Liberalism lacks the resources to stand up to people who seek to impose their desires at all costs, and who will infiltrate all large-scale organisations and manipulate the will of good-natured individuals who struggle to imagine that some people have malign intentions.
The best way to understand the problem of evil is to understand yourself as a member of a humanity that is riven with ambivalence - the capacity to do good, and the capacity to cause harm. Without God there is no way of understanding which habits are good and which bad.
Nihilism is a natural feature of liberalism, because there is no way from within the system of telling what to do. Individual freedom comes at the cost of the destruction of all meaning, and is, in practice, impossible to bear, trying to ground itself in itself.
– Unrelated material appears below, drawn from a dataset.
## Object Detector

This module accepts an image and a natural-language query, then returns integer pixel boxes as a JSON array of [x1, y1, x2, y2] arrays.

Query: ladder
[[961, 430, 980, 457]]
The attempt to create meaning through individual identity can be seen not as a reflection of some deep buried "truth" of the self, but rather as a desperate symptom, of a need to be understood and feel part of a collective project. These are deep human needs.
To tell someone that they are limitless and that there is no end to the modifications they can and should make to their body or their life, is cruel and untrue. We are bounded creatures, half-fate, half-hope. Unhappiness and suffering is a feature of existence. Nothing is easy.